# Ceiling issue



## Wireguy (Jul 29, 2014)

I have recently purchased a new town home. I Have done close to 600 hrs of drywall work in the past but ended up becoming an electrician by trade. I did some of the electrical add-ons to my town home but the basics were done by the contractors sub contracts. Anyways i don't know a whole lot about the trade, don't have much experience and I'm not up on whats the current texture designs. However, i need some expert advice before i do a walkthrough/Punch list on this unit. The design on the ceiling looks like like a 12" roller heavily saturated in paint and lightly rolled one swipe at a time, leaving an actually pretty nice texture. My problem is there are alot of spots lacking the texture, Also when the windows are open or lights are on you can see the actual outline of the 12" roller throughout the whole ceiling.. Some places worse than others. Something does not look right to me here…should i be making out the roller on the ceiling? Can anyone give me any input on this? Ive seen alot of ceiling designs, but most look natural…consistent….And a non tradesman would often wonder how it was done….But this is obvious to me that they used a roller and lots of paint.


----------



## moore (Dec 2, 2010)

Wireguy said:


> I have recently purchased a new town home. I Have done close to 600 hrs of drywall work in the past but ended up becoming an electrician by trade. I did some of the electrical add-ons to my town home but the basics were done by the contractors sub contracts. Anyways i don't know a whole lot about the trade, don't have much experience and I'm not up on whats the current texture designs. However, i need some expert advice before i do a walkthrough/Punch list on this unit. The design on the ceiling looks like like a 12" roller heavily saturated in paint and lightly rolled one swipe at a time, leaving an actually pretty nice texture. My problem is there are alot of spots lacking the texture, Also when the windows are open or lights are on you can see the actual outline of the 12" roller throughout the whole ceiling.. Some places worse than others. Something does not look right to me here…should i be making out the roller on the ceiling? Can anyone give me any input on this? Ive seen alot of ceiling designs, but most look natural…consistent….And a non tradesman would often wonder how it was done….But this is obvious to me that they used a roller and lots of paint.

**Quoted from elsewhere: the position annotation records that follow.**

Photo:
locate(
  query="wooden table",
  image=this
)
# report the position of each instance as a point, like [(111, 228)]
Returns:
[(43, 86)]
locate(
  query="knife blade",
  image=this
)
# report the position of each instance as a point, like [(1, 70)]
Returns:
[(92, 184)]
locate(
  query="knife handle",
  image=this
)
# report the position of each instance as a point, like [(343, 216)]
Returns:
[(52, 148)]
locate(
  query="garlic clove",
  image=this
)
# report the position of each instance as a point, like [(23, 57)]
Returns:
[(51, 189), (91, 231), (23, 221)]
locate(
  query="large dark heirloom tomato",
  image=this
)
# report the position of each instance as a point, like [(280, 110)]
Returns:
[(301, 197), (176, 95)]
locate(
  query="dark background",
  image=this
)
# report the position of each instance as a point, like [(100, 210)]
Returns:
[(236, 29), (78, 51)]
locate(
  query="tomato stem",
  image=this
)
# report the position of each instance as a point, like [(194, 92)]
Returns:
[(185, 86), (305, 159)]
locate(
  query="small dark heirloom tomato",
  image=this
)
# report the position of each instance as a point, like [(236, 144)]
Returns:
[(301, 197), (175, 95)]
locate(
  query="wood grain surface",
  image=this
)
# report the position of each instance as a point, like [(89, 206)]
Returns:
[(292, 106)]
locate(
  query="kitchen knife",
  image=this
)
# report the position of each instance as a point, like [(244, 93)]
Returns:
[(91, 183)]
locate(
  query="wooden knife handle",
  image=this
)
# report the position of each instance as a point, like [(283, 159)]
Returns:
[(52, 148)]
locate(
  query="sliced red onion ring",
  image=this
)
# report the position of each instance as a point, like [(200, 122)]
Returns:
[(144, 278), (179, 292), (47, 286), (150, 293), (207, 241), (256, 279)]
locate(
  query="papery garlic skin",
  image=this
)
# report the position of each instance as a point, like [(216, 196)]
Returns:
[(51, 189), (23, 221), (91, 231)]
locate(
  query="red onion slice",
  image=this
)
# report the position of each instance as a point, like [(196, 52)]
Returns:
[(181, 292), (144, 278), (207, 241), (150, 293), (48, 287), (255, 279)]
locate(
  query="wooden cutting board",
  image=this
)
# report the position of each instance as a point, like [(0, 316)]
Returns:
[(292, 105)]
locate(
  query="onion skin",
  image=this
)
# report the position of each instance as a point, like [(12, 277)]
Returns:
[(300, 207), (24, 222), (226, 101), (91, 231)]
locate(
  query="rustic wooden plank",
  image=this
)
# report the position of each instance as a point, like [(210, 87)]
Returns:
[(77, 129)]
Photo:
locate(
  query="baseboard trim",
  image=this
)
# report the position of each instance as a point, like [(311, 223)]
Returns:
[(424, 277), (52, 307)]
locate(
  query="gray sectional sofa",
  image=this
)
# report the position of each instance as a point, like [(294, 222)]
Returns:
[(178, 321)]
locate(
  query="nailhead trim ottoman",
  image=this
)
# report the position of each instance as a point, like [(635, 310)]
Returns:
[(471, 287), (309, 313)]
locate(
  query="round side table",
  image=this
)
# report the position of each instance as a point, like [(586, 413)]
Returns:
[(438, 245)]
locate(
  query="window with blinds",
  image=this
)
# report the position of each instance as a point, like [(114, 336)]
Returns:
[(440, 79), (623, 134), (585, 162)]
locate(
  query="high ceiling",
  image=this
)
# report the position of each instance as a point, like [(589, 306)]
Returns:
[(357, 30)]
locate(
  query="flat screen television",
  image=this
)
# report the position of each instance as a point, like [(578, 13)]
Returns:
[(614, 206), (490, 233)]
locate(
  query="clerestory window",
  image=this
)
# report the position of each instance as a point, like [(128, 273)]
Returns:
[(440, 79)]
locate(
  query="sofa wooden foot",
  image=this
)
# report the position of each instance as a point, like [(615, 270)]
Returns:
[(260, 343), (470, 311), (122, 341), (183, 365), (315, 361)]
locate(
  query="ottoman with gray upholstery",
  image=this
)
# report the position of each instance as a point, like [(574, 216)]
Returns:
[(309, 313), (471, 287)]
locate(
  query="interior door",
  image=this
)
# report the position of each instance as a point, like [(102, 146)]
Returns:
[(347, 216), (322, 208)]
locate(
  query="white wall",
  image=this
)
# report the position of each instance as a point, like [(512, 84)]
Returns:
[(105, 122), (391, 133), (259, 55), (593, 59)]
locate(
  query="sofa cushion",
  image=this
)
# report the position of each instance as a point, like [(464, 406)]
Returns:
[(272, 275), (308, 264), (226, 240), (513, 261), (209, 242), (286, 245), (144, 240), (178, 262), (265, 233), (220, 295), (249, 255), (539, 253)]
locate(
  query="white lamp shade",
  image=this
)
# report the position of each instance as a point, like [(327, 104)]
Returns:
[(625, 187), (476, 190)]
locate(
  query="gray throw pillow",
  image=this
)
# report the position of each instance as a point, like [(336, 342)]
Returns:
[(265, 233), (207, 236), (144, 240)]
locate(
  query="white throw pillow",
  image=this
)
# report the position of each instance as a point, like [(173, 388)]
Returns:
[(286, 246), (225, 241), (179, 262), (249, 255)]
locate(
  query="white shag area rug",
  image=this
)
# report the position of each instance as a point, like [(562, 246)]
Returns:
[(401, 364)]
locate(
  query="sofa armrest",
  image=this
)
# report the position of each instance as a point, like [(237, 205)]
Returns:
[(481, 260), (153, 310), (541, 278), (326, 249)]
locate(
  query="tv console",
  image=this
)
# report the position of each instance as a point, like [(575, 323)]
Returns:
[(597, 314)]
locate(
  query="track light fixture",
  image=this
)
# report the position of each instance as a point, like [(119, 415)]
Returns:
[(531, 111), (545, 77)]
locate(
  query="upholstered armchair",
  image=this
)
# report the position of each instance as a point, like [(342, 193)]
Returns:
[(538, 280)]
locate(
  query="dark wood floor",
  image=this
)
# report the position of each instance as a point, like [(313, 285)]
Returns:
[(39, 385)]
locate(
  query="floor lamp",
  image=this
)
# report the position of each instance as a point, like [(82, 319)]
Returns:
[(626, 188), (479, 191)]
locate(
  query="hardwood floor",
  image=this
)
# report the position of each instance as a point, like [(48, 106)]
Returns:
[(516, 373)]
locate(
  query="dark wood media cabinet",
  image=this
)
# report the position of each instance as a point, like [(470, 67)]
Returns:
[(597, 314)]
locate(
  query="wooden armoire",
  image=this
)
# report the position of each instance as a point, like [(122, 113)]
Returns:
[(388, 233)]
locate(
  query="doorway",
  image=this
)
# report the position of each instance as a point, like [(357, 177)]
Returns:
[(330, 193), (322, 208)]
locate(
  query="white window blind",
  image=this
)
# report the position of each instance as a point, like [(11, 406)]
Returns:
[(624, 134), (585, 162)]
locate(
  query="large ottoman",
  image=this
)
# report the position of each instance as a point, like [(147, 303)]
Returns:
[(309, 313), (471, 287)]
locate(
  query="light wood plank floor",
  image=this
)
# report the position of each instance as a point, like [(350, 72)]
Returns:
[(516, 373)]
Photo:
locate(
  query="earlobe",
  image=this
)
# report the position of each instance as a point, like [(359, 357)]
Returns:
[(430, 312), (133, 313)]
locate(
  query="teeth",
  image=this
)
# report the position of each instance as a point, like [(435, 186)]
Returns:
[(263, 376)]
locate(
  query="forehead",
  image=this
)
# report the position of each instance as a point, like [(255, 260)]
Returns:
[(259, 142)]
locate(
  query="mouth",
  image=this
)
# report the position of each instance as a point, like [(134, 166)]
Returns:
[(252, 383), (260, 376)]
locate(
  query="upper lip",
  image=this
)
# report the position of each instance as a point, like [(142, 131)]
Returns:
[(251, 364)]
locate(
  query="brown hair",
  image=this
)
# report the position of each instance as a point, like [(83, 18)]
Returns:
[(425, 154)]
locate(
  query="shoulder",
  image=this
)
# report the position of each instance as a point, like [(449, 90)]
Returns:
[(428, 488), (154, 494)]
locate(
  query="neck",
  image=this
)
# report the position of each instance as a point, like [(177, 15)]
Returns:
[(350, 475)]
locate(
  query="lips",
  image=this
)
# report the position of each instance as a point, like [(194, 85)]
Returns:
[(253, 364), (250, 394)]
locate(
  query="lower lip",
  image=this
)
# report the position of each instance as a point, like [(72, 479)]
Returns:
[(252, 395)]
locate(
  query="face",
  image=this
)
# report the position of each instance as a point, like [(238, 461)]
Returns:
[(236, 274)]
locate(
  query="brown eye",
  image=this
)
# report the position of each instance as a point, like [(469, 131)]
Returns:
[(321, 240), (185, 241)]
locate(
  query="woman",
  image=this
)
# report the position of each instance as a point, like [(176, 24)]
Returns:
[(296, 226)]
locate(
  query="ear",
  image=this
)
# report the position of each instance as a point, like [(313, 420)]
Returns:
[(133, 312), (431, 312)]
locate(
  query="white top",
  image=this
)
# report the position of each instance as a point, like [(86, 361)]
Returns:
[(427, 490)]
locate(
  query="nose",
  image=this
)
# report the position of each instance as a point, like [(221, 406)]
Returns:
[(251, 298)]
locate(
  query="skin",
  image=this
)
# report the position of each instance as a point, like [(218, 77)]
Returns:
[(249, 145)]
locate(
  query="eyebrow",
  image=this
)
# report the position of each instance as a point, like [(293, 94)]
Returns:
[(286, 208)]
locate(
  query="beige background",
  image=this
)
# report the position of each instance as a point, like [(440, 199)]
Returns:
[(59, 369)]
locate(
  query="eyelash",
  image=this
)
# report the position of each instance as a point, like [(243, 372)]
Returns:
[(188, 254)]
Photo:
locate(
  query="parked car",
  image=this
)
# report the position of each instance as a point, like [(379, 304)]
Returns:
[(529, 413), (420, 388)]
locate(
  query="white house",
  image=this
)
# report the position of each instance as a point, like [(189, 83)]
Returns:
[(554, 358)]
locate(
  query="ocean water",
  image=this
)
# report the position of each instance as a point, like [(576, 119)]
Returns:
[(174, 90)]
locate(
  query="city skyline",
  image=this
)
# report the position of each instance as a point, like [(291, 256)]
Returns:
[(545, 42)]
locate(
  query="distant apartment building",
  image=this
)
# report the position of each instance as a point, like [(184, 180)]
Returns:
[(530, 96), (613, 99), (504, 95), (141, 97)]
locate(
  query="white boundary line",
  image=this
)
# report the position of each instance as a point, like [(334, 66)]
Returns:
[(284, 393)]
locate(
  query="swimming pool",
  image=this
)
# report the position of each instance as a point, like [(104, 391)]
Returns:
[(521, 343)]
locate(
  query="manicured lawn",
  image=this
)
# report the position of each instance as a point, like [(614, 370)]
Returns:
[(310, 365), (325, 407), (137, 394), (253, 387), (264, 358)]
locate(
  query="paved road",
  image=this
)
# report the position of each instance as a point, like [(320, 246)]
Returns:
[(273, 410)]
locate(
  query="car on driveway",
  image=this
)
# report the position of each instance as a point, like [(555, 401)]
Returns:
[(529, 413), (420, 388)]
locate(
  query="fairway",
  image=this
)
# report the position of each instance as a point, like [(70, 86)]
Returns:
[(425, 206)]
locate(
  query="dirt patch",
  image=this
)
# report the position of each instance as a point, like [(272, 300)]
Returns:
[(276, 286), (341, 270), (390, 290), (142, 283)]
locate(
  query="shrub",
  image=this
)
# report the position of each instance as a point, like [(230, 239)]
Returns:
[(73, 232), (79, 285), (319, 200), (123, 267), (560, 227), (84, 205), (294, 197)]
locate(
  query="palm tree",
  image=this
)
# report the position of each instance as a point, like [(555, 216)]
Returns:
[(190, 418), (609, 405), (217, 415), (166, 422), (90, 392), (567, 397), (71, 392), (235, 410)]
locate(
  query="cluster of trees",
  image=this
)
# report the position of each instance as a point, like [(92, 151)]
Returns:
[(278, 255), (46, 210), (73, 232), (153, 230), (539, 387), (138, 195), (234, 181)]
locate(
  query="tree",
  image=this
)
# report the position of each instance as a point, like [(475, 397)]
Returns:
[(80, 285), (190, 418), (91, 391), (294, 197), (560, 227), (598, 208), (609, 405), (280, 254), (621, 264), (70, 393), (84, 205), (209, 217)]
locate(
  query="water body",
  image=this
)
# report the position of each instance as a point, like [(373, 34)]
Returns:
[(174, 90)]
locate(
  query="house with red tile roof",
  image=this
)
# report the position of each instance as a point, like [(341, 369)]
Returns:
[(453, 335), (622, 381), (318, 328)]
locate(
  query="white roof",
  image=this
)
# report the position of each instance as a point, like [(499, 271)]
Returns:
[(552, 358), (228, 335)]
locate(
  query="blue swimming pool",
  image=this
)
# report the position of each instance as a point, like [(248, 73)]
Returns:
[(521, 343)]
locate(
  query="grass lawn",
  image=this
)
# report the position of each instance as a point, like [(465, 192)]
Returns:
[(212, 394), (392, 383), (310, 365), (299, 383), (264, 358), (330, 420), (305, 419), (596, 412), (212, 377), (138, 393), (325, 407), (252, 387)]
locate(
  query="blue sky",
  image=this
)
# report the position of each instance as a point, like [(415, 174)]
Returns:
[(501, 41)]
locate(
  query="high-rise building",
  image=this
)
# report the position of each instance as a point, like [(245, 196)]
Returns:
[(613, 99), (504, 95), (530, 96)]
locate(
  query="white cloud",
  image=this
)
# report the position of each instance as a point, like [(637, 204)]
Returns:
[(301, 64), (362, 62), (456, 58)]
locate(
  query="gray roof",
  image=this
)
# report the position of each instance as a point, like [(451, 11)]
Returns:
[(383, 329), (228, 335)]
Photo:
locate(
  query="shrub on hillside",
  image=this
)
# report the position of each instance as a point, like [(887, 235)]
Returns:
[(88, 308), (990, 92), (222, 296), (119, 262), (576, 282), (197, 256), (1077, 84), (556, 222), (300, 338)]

I can almost see what your saying Wireguy ....But It would really help to see a pic ! 

I'm guessing the light spots Is were the mud started to dry up before they could make the patteren ???


----------



## Sir Mixalot (Jan 7, 2008)

Something like this?


----------



## Wireguy (Jul 29, 2014)

yes sir mix alot that is the texture i have… should i be able to look up at the ceiling and see where the 12'' roller ended or started with each swipe? Also the areas where the texture is not as profound are around sprinklers and smoke alarms…Apparently , they installed these items before finishing the ceiling…. the bathrooms have heavy clumpy spots probably from dirty rollers.


----------



## Sir Mixalot (Jan 7, 2008)

It's usually a DIY texture. Not surprising you can see the roller lines. :no:

The best fix would be to skim coat the ceilings and retexture with a more aesthetically pleasing texture or you could skim coat the ceilings twice and go for a smooth finish on the ceilings. :thumbsup:


----------



## Wireguy (Jul 29, 2014)

I had a bad feeling about that.... A punch list item to redo the whole entire ceiling....definetely a case of bad craftsmanship.


----------



## MUDBONE (Dec 26, 2011)

I just got done doing some patch work on some walls in a bathroom in a fairly newer home which set for 2 yrs.with rock hung and finished off with no one living in it.They had a contractor come in and spray knockdown on all the ceilings recently and when I got to looking at them you can see hairline cracks at the seams peaking through the texture everywhere you look.What a mess!Guess the contractor thought texture over them would help hide it.:furious:


----------



## Magic (Feb 20, 2014)

MUDBONE said:


> I just got done doing some patch work on some walls in a bathroom in a fairly newer home which set for 2 yrs.with rock hung and finished off with no one living in it.They had a contractor come in and spray knockdown on all the ceilings recently and when I got to looking at them you can see hairline cracks at the seams peaking through the texture everywhere you look.What a mess!Guess the contractor thought texture over them would help hide it.:furious:


Sounds like you walked into a frickin nightmare there. Whats the plan to fix it?


----------



## Wireguy (Jul 29, 2014)

I Don't mind this texture at all. I kind of like it.. I guess if worse came to worse Simply applying another coat to this ceiling would probably do the trick.


----------